First Step, Save Money

Global Crossing, an IP networking carrier, closely tracks the cash savings from using its UC services. For example, the company's chief operations officer holds weekly global staff meetings of about 16 employees via OCS videoconference. That setup is one piece of a UC deployment that saves an estimated $16,000 to $25,000 a week on conferencing services; 30% on long distance by making IP calls between offices and routing customer calls through local, VoIP-enabled Global Crossing offices; and 40% on the travel costs of the chief operations officer's staff by eliminating flights to and from meetings.

But Global Crossing wanted to get employees responding more quickly to customer problems and increase customer satisfaction. As part of that effort, Fuqua's team began looking at how employees used communication tools when responding, digging into data such as when, where, and how long employees were on the phone and in conference calls.

UC should be in the apps people use
every day,Global Crossing’s Fuqua says

UC should be in the apps people use
every day, Global Crossing's Fuqua says

What Fuqua found was that Global Crossing was paying too much and getting too little in return for a muddle of disparate collaboration technologies, such as standalone audioconferencing, Web conferencing, videoconferencing, and telephony, that could be simplified by relying instead on a unified communications platform like Microsoft's OCS.

It wasn't just the cost that was troubling.
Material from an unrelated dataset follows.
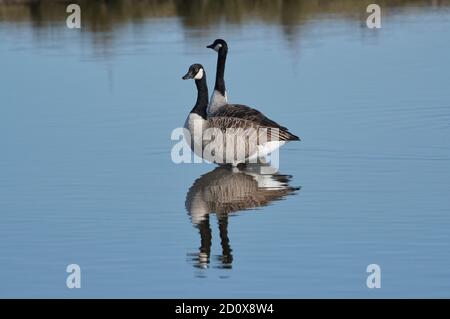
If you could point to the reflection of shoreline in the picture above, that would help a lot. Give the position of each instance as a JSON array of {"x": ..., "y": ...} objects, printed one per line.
[
  {"x": 225, "y": 190},
  {"x": 100, "y": 16}
]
Since the tools didn't have common IP features like presence awareness, employees often didn't know the best way to reach colleagues when trying to fix a problem, or even whom to call, and both customer service and worker productivity suffered. When a service order was delayed because of parts not coming in from a supplier, customers were sometimes left for days without sufficient explanation because employees didn't know whom to call.
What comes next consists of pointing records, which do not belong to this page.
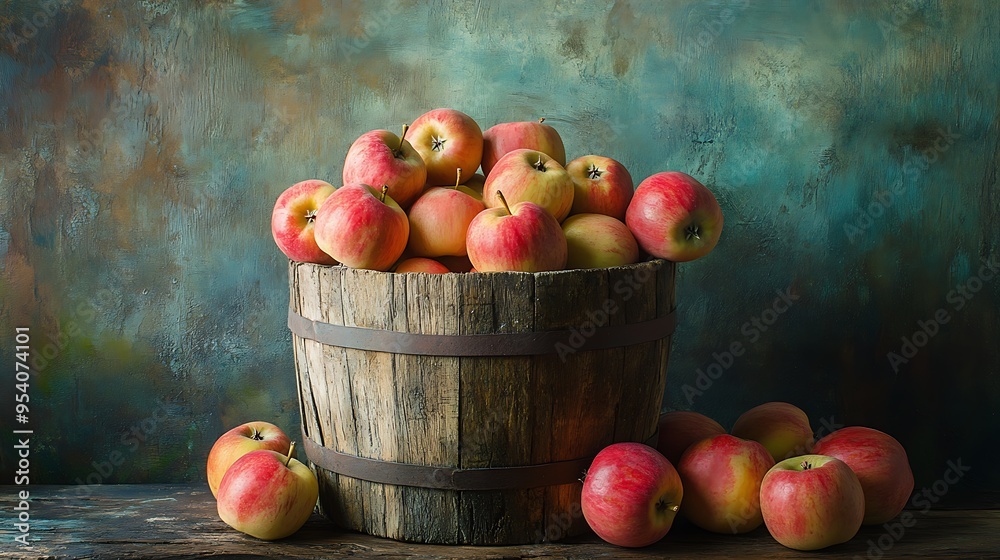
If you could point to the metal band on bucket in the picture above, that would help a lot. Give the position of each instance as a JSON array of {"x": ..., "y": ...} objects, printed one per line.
[
  {"x": 449, "y": 478},
  {"x": 499, "y": 344}
]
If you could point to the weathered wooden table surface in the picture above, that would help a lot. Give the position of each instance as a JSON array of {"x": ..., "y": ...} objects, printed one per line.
[{"x": 180, "y": 521}]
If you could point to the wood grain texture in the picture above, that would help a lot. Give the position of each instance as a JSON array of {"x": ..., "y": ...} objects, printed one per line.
[
  {"x": 478, "y": 412},
  {"x": 180, "y": 522}
]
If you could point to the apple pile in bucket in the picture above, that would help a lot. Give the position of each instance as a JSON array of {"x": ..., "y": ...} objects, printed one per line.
[
  {"x": 415, "y": 203},
  {"x": 767, "y": 470}
]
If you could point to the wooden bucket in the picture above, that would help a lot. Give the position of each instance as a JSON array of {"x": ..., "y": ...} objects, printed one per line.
[{"x": 465, "y": 408}]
When a company is looking at these kinds of big process improvements, it can be a good time to bring UC in, says consultant Nick Lippis, because there tends to be a large budget attached to it, and "you can add something like UC software because it adds more value to an investment you're already making."
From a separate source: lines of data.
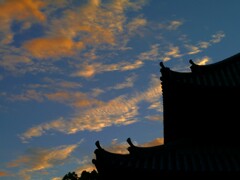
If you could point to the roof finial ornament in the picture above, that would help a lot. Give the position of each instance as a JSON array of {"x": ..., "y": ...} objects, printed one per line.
[
  {"x": 98, "y": 145},
  {"x": 161, "y": 64},
  {"x": 130, "y": 142},
  {"x": 191, "y": 62}
]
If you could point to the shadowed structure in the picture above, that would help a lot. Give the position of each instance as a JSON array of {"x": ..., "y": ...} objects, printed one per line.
[{"x": 201, "y": 131}]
Fuqua thinks that for UC to pay off, it must be integrated into the business applications people use every day, which at Global Crossing includes Microsoft Outlook and an application that tracks order workflows. Now, when employees log on to the order workflow app, each step shows the name of an employee who can answer questions about it, with an icon showing whether the employee is available for a chat. Largely through the use of this app internally, Fuqua estimates Global Crossing can fix problems, such as a mistake when changing a network design specification, 15% to 25% faster.

By midyear, Global Crossing will give customers a similar view into who's available to solve a problem. Using OCS's presence capabilities, a portal will let customers with service problems log in to see contact information about whom to call and a presence function that tells the customer which contacts are at their desks.

Global Crossing also is testing what it calls M-Bots, or mobile bots. When engineers or salespeople want a piece of pertinent information like recent sales to a customer or the status of a trouble ticket, they can use Office Communicator Mobile on a smartphone to message to a chat bot, which responds with a list of options on what kind of information to return. However, Fuqua recommends mobile UC apps be as simple as possible because of the limited power of mobile devices.